On this Sunday called “Divine Mercy Sunday” we can all be grateful that the source of mercy is ultimately not our puny wooden human's heart, but the heart of Almighty God incarnate in the person of his Son Jesus Christ, whose word has power to allure and transform human hearts. The transformation of human hearts by God's merciful love is, in fact, what is narrated in today's Easter gospel. “Peace be with you!”, Jesus repeated greeting to the disciples, is an implicit absolution; an unhoped for and unconditional gift of divine mercy in response to the cowardice, rejection, and outright betrayal, the disciples manifested in the course of Jesus' final ordeal. Maybe you have to be a mystic to imagine the possibility of such mercy, but our faith challenges us to imagine just such a thing.

Mechtilde of Hackeborn, who died in the year of 1299 is one of those mystics who only monks have time and leisure to read, and I am grateful I found her. According to her personal diary the Lord Jesus confided to her certain deep secrets hidden in his heart concerning sinners and their hope of being shown mercy by God. What she heard is remarkable and really a glimpse of a new kind of existence made possible by evangelical hope; a kind of abandonment to hope which most of us need to hear a mystic describe to even imagine it. It seems Mechtilde heard Jesus say to her: “I tell you the truth, that I am very pleased when men trustingly expect great things from me. For everyone who believes that I will reward him after this life with more than he deserves, and who correspondingly gives praise and thanks to me in this life, will be so welcome to me that will reward him with far more than he could ever believe or boldly hope for, in fact, with endlessly more than he deserves. For it is impossible that someone should not attain what he has believe and hoped for.”

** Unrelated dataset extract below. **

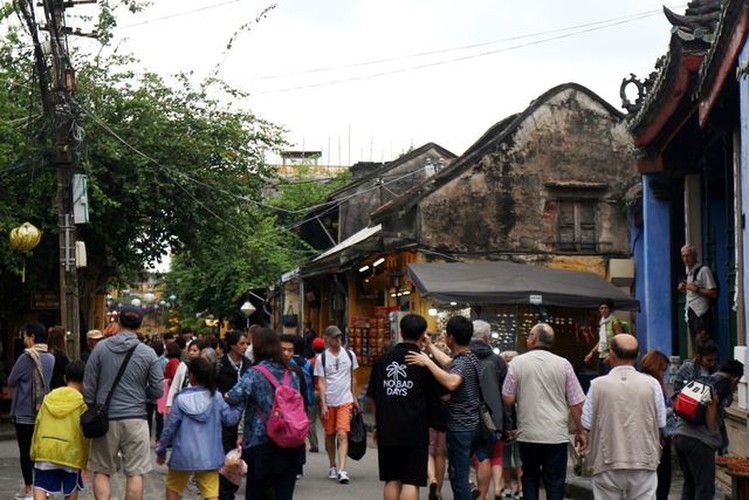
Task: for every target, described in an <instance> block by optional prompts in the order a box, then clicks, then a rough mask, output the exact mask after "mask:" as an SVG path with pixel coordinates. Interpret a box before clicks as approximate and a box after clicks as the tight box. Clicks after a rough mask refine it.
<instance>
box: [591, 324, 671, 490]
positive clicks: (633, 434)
mask: <svg viewBox="0 0 749 500" xmlns="http://www.w3.org/2000/svg"><path fill="white" fill-rule="evenodd" d="M637 347H638V346H637V339H636V338H635V337H633V336H632V335H627V334H619V335H616V336H614V338H613V339H612V341H611V346H610V347H609V351H610V352H609V357H608V360H609V363H610V364H611V366H612V368H611V372H609V374H608V375H606V376H603V377H598V378H596V379H594V380H593V381H592V382H591V384H590V390H589V391H588V396H587V398H586V400H585V404H584V405H583V415H582V423H583V427H585V428H586V429H588V430H589V431H590V436H589V442H590V453H589V455H588V465H589V467H590V469H591V472H592V474H593V496H594V497H595V498H597V499H601V500H607V499H612V500H613V499H616V500H619V499H621V498H655V492H656V489H657V488H658V477H657V474H656V471H657V469H658V463H659V461H660V456H661V445H660V429H661V428H663V427H666V407H665V405H664V403H663V390H662V389H661V386H660V384H659V383H658V381H657V380H656V379H655V378H653V377H651V376H650V375H646V374H644V373H639V372H638V371H637V370H635V366H634V365H635V363H636V361H637V352H638V351H637Z"/></svg>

St. Therese of Lisieux read this text and never forgot it, and herself is supposed to have heard Jesus assure her: “Those who are entangled in great sin, I nevertheless constantly look upon in the love with which I have chosen them and in the clarity to which they will come.” She goes on to say, Jesus told her, regarding the kiss of Judas: “At this kiss, my heart felt such love through and through that, had he only repented, I would have won his soul as bride by virtue of that kiss.” Brothers and sisters, Jesus loves us, not according to how we view ourselves and our neighbor, but, as Therese says: in that love which he has chosen us and in the clarity of his vision in which we exist even if we don't see it. In our celebration of Divine Mercy Sunday, let us dare to hope that clarity is indeed coming to the hearts and minds of murderous gang members in El Salvador, to members of ISIS, to sex traffickers, to us, and to those brothers and sisters whom we live with every day and who we are called to forgive seven times seven times.